Gini index of split is the sum of all i(t)s weighted by the relative amount of cases in each node.
We choose the attribute that provides the smallest GINI split measure.
Information gain
Measures the homogeneity of a node.
Entropy:
i(t) = sum(p_jt * log(p_jt))
Entropy gain of split is the difference between the entropy before the split and the sum of the entropy of each node after the split, weighted by hteir relative frequencies.
We choose the split that achieves the greatest reduction, and allows us to maximise the gain.
Split Info and Gain Ratio
Split info is the sum of the relative number of cases in the node times the log of the relative number of cases.
Gain ratio is the Entropy gain over the split info.
Stop criteria
- Minimum size of groups
- Minimum non-homogeneity of parent group
- Maximum number of iterations
- Minimum explanatory power
- Pruning
CART
Characteristics:
- Variables:
1 dependent variable (quantitative or qualitative), mixed explanatory variables. - Split type: Binary.
- Splitting rule: based on impurities.
Makes all possible subdivisions of explanatory variables, and chooses the that produces the maximum reduction of impurity. - Stop rule:
based on the number of cases on the leaf nodes. And optimisation based on pruning.
CHAID
- Variables: Qualitative dependent variables - Split type: can be on binary or multiple nodes - Splitting rule: based on Chi-square test for the null hypothesis of statistical independence between the dependent variable and the explanatory variable. - Stop rule: explicit and must relate to the maximum dimension of the tree, maximum number of levels or the minimum number of elements in a node.
C4.5/C5.0
Similar to CART, but differs in the following respects:
- The segmentation of the nodes is not binary.

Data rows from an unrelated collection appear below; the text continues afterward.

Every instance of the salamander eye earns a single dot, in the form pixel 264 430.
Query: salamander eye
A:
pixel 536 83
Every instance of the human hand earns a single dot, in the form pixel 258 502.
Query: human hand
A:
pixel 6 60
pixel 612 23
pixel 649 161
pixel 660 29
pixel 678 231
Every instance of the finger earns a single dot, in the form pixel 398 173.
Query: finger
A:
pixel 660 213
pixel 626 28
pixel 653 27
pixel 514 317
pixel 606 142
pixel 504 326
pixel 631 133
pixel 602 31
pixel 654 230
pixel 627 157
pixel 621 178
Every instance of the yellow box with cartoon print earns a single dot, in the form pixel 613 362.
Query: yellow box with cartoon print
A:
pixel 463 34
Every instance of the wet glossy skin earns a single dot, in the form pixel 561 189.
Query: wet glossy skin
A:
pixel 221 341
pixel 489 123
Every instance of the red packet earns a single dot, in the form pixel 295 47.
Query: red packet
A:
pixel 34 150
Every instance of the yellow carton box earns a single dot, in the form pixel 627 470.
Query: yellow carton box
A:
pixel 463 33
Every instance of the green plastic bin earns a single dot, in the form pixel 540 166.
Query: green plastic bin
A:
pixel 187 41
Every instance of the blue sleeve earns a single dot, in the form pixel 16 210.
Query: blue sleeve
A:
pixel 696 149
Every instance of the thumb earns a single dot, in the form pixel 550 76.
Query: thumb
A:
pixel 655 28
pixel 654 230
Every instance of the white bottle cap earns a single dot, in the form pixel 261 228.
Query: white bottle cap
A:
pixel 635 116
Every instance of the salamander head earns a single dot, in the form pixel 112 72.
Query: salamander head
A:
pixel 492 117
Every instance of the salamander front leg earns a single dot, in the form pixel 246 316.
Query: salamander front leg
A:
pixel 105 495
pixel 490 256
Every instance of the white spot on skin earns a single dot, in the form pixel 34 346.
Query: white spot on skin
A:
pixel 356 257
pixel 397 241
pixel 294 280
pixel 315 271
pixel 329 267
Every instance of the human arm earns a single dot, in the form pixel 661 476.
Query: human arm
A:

- Predictors and their values are selected based on information gain.
- Stop criterion is the pruning, based on the assignment of an expected error at each leaf.
QUEST
Quick, Unbiased, Efficient, Statistical Tree
- Binary splits
- Choice of explanatory variables of the split is done before the first split.

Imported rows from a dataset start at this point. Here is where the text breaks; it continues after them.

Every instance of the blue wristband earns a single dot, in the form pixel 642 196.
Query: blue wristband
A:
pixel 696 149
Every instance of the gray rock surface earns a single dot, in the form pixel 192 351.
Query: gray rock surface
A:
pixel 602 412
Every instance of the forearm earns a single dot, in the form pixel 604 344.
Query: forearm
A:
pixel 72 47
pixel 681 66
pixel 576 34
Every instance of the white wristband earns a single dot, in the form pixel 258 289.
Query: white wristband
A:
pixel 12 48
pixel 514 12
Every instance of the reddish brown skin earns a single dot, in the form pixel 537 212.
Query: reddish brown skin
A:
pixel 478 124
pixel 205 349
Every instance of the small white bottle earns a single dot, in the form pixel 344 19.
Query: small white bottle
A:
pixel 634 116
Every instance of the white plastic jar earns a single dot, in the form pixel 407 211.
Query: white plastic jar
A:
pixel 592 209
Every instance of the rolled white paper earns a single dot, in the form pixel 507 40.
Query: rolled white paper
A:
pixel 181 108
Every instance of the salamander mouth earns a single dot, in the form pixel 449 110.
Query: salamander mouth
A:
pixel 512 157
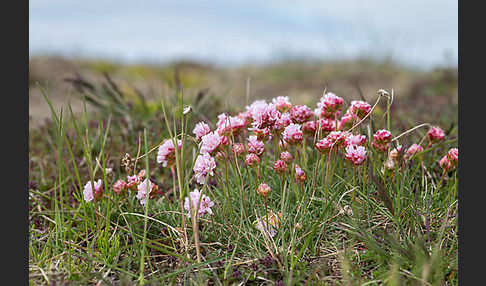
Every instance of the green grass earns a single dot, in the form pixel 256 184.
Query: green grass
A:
pixel 344 225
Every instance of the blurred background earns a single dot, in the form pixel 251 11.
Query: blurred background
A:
pixel 216 47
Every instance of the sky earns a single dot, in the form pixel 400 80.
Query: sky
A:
pixel 417 33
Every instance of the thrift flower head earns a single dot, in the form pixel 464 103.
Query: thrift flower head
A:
pixel 120 187
pixel 324 145
pixel 360 108
pixel 146 188
pixel 286 157
pixel 444 163
pixel 435 134
pixel 238 149
pixel 204 206
pixel 355 154
pixel 252 160
pixel 255 146
pixel 292 134
pixel 300 114
pixel 203 167
pixel 133 181
pixel 300 175
pixel 395 152
pixel 358 140
pixel 381 140
pixel 90 194
pixel 337 137
pixel 382 136
pixel 309 127
pixel 200 130
pixel 348 120
pixel 166 153
pixel 210 143
pixel 326 125
pixel 453 156
pixel 329 105
pixel 282 121
pixel 282 103
pixel 262 134
pixel 264 190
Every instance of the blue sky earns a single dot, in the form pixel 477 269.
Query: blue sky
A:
pixel 421 34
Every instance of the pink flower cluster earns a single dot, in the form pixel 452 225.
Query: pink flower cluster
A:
pixel 435 134
pixel 450 160
pixel 292 134
pixel 203 167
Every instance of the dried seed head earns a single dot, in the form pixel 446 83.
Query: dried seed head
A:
pixel 127 163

- The association between each predictor variable and the target variable is calculated using ANOVA F or the Levene test (for continuous predictors, or ordinal) or Pearson Chi-square(nominal predictors).
Random Forest
The Random Forest method employs instead of a single tree, a set of
decision trees.
Each tree is implemented on an appropriate data resampling (Bootstrap with N samples), and on a subset of predictor variables.
X trees are estimated in this way and at the end the classification suggested by the majority of the trees is the final classification.
Pros and cons of Random Forest
Pros:
- High predictive performance/Generalisation
- Parameters easy to choose
Cons:
- Complexity/Processing time
- More difficult interpretation
XGBoost
The forest of trees is estimated sequentially, such that each new tree takes into account the prediction errors of the previous tree.
Pros:
- Computational speed
- Reduction of overfitting problems
- ability to easily define custom objective functions.
Objective function of XGBoost: Loss + Regularisation
Ensemble, Bagging, Boosting
- Ensemble: collection of models that are combined (e.g. with some kind of mean) in order to improve the final accuracy.
Types of Ensembles:
- Bagging: each predictor is independent and they are averaged through mean or voting.
- Boosting: each predictor is some kind of improvement over the previous iteration.